With a gasp, she twisted the knob that operated both heads.
“Please don’t stop on my account.”
Oh, God in heaven. Parker.
Adrenaline left her whole body quivering. He couldn’t see her through the steamy glass, but she still covered her bare breasts automatically.
Taking a deep breath, she dug for a perfectly normal voice. “You said I could use the shower whenever I wanted.”
“I did and I meant it. I see you went running.”
She remembered her shorts and tank top dropped on the floor outside the shower. “Uh-huh,” she managed to say.
Suddenly, a fluffy towel curled over the top of the shower door. “Here you go.”
Anna glanced down at her body, her skin rosy from the heat, water still sluicing down her breasts and stomach, into the triangle of curls between her legs.

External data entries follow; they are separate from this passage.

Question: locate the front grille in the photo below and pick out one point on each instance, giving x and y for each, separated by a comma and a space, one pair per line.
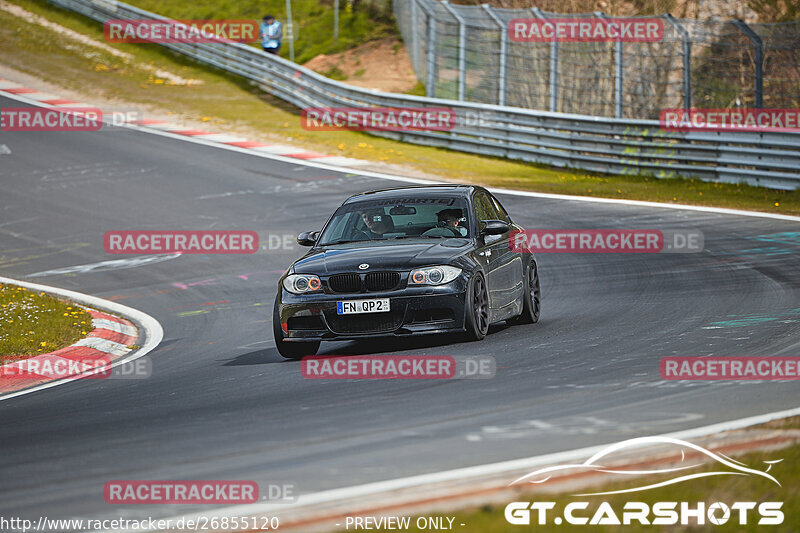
381, 281
372, 282
433, 315
305, 322
369, 323
345, 283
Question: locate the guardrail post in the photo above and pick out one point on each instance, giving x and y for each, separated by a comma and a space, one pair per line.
335, 20
553, 65
290, 29
758, 61
687, 59
414, 38
501, 84
430, 83
462, 50
619, 68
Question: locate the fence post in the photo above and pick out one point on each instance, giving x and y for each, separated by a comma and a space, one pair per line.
553, 65
687, 59
758, 61
414, 38
335, 20
430, 53
290, 28
619, 68
501, 85
462, 50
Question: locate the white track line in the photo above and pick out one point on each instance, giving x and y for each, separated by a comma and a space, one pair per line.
263, 152
152, 330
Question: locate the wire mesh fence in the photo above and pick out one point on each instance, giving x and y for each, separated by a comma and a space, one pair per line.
467, 53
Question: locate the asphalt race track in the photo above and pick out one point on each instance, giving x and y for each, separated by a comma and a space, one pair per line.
222, 404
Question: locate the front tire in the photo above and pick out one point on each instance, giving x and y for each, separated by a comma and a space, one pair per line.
290, 350
531, 300
477, 308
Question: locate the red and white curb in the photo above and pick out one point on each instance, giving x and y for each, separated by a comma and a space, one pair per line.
108, 341
107, 346
13, 88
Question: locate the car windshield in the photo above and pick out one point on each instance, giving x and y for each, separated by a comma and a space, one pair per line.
401, 218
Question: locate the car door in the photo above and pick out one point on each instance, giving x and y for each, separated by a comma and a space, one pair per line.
490, 252
512, 273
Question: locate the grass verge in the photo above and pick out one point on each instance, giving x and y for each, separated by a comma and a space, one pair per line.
232, 105
34, 322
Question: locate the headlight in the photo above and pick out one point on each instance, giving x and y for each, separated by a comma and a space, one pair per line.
438, 275
302, 283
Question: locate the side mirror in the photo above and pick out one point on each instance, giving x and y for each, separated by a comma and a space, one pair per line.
494, 227
307, 238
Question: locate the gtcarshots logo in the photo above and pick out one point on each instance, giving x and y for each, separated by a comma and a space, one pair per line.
378, 119
180, 31
185, 242
691, 464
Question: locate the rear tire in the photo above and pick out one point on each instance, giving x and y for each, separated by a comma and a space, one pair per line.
476, 306
290, 350
531, 301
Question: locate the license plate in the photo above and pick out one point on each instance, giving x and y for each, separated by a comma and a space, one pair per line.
350, 307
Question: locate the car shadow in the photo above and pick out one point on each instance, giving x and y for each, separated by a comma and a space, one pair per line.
268, 356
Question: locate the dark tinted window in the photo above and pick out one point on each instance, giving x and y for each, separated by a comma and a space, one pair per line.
484, 209
501, 212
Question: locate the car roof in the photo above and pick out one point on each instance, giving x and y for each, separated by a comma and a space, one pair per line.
418, 191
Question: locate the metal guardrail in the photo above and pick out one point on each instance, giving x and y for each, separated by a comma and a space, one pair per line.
595, 144
470, 52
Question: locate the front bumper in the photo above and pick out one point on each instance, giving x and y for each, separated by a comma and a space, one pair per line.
414, 311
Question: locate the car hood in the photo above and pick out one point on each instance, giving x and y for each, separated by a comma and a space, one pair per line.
380, 256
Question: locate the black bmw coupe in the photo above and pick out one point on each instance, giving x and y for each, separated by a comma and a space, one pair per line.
406, 261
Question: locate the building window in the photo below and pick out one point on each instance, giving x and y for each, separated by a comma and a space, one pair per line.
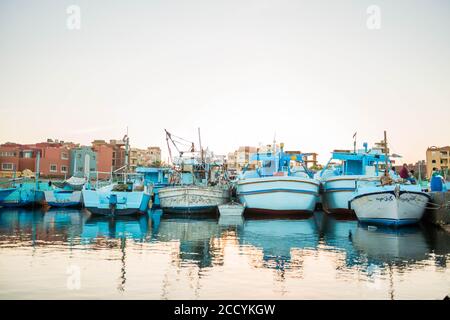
7, 154
7, 166
27, 154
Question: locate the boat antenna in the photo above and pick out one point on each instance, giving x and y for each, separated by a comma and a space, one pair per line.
200, 144
126, 139
385, 153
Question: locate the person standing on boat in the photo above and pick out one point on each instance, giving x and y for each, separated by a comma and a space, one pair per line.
437, 182
404, 172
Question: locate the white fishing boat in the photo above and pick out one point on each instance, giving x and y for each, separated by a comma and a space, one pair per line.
231, 209
339, 179
390, 202
198, 182
395, 205
275, 187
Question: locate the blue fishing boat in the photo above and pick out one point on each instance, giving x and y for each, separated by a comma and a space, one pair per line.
22, 193
65, 194
391, 201
117, 199
5, 192
198, 181
60, 198
156, 178
339, 180
126, 197
276, 187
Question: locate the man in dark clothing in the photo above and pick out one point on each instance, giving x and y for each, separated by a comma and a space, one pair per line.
404, 172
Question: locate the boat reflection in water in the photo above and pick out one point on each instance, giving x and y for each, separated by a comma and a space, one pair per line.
136, 228
195, 237
368, 247
162, 256
281, 240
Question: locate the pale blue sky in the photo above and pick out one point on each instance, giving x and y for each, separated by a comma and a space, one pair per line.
311, 71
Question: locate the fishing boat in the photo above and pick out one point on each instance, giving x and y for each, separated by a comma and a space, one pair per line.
157, 178
338, 180
126, 197
231, 209
73, 183
392, 201
198, 183
59, 198
23, 192
275, 187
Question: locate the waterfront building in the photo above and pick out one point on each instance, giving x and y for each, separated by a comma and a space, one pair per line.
83, 162
150, 157
110, 156
238, 159
54, 158
419, 168
438, 158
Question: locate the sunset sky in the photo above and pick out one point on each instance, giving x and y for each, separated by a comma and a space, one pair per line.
310, 73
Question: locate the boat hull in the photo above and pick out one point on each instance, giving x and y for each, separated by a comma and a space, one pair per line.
64, 199
278, 194
338, 191
390, 207
231, 209
127, 203
192, 198
22, 196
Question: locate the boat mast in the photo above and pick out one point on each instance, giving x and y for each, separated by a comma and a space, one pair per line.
38, 162
200, 144
126, 139
385, 153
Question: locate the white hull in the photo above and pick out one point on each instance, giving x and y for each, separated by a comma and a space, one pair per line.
279, 193
233, 209
99, 201
192, 198
62, 199
390, 206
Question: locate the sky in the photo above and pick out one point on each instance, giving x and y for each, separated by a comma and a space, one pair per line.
309, 73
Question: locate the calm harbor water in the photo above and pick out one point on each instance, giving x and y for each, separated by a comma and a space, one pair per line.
68, 254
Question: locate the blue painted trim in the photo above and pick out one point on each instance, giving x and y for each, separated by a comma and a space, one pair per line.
64, 204
339, 189
389, 222
276, 190
391, 192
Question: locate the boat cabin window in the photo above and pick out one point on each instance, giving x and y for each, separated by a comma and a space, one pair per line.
353, 167
268, 167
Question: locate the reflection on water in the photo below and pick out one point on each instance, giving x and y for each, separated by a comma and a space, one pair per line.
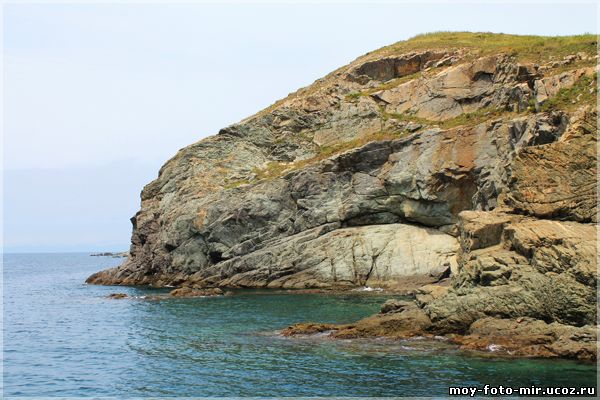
65, 338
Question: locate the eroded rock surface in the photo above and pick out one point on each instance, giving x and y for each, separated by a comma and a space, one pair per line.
428, 163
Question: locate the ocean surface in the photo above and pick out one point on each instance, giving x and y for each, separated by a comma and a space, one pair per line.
65, 338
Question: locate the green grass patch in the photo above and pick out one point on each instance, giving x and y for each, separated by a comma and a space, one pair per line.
526, 48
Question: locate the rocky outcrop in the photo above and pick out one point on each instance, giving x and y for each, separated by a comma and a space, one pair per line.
422, 163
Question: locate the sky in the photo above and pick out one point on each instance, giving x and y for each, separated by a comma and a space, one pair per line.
96, 97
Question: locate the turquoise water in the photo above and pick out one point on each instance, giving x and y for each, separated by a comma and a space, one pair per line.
64, 338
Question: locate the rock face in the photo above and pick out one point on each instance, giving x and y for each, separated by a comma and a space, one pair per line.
402, 163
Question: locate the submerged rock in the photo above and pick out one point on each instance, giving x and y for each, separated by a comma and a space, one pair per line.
475, 172
193, 292
117, 296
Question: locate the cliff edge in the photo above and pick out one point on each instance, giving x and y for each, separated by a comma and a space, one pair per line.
466, 154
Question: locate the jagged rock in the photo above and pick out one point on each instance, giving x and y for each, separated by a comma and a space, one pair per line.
530, 338
393, 305
558, 180
548, 87
187, 291
397, 167
117, 296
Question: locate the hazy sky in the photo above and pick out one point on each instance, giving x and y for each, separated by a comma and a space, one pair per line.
96, 97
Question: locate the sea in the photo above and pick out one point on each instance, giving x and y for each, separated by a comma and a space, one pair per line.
64, 338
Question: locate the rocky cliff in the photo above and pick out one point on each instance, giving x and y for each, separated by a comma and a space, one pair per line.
473, 154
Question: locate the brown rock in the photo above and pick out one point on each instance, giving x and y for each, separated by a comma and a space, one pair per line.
187, 291
117, 296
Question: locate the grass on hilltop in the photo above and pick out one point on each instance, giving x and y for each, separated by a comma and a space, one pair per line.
526, 48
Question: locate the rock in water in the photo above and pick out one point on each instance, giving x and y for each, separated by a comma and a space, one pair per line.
413, 160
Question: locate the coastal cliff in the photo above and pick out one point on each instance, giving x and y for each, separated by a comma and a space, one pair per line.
453, 154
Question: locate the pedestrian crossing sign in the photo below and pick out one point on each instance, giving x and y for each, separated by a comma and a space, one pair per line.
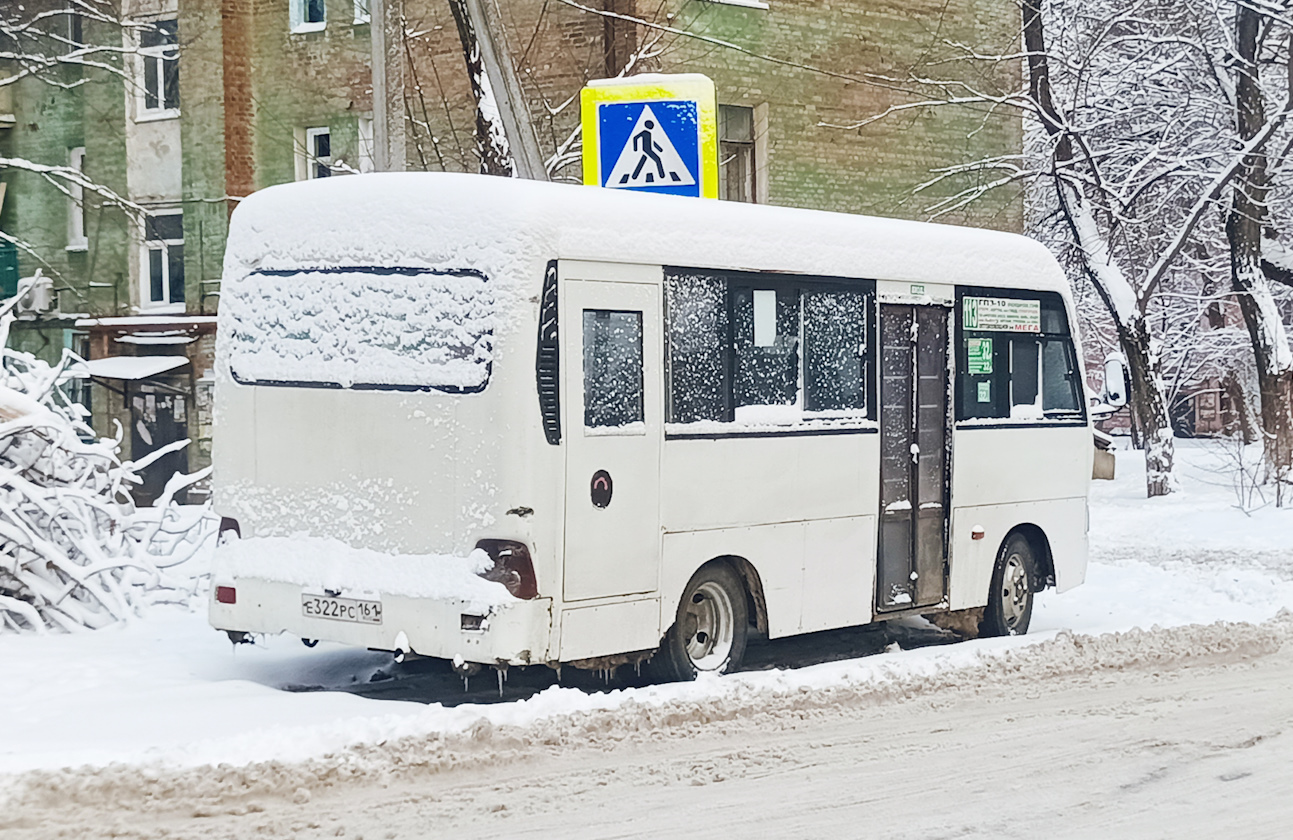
652, 133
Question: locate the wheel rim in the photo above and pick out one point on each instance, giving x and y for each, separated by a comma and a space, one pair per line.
710, 627
1015, 592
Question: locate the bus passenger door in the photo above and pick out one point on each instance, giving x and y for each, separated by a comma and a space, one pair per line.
612, 361
914, 436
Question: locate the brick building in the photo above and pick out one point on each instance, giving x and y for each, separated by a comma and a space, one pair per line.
216, 98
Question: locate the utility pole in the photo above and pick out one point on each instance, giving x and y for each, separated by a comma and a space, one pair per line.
494, 83
388, 147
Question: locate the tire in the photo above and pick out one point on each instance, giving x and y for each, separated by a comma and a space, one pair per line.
710, 628
1010, 597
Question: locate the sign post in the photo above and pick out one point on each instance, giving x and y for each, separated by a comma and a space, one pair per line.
652, 133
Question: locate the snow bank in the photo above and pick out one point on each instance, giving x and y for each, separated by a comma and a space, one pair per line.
329, 564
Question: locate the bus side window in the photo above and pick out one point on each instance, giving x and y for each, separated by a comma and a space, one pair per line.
1060, 388
767, 357
835, 350
697, 326
1025, 375
612, 368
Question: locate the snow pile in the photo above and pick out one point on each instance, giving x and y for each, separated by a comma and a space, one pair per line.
332, 565
363, 326
73, 549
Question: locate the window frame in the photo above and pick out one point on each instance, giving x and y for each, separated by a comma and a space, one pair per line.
1004, 353
738, 149
310, 160
160, 53
76, 238
843, 421
638, 424
298, 22
153, 246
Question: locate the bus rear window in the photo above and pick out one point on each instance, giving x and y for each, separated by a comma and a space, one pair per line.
362, 328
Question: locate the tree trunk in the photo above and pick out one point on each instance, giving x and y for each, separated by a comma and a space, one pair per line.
1248, 216
1151, 427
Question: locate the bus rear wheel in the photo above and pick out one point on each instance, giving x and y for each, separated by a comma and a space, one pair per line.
710, 628
1010, 597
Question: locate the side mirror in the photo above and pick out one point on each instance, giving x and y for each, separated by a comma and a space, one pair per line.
1115, 381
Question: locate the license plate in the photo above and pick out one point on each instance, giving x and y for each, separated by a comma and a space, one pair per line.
341, 609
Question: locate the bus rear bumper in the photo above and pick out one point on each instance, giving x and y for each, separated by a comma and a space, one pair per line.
513, 633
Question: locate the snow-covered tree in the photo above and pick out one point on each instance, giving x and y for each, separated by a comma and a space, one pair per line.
74, 551
1134, 150
40, 43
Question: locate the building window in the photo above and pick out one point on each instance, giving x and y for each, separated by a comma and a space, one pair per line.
736, 154
76, 207
365, 154
318, 153
163, 264
309, 16
159, 51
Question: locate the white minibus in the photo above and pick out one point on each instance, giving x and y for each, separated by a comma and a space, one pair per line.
512, 423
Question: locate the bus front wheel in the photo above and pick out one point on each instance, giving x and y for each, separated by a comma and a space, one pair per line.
710, 627
1010, 597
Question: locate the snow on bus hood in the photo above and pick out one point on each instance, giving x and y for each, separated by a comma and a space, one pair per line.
331, 564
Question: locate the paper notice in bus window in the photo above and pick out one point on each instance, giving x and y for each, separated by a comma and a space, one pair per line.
1002, 314
979, 356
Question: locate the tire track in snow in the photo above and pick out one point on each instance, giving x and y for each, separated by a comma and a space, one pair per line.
736, 706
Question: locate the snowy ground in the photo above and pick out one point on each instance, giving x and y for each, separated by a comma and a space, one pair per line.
167, 693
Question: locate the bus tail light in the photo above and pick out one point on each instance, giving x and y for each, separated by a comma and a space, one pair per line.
229, 527
512, 567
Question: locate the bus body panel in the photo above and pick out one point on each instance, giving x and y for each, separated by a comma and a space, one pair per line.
741, 480
619, 627
1062, 521
613, 542
516, 633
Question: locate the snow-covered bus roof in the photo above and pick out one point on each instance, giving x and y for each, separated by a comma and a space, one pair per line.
498, 225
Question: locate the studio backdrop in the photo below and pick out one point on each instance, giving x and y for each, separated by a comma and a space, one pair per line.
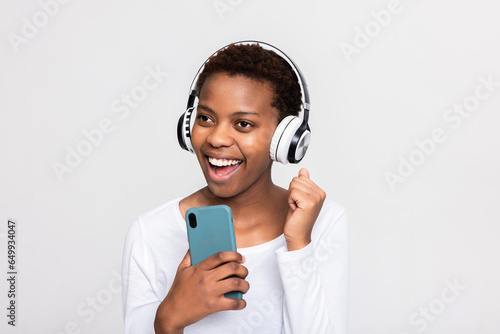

She shivered, despite the steam.
He was there. Parker. On the other side of that glass. And all she had to do was… open the door. Invite him in. Take what she wanted so much her whole being ached.
“Are you all right in there?”
She didn’t answer him, unsure of what she might say, what shocking invitation she might issue if she opened her mouth.
“Anna? Are you okay?”
She reached toward the glass and placed one fingertip on the steam. That was all that separated her bare and willing body from him. One thin sheet of fogged-up glass.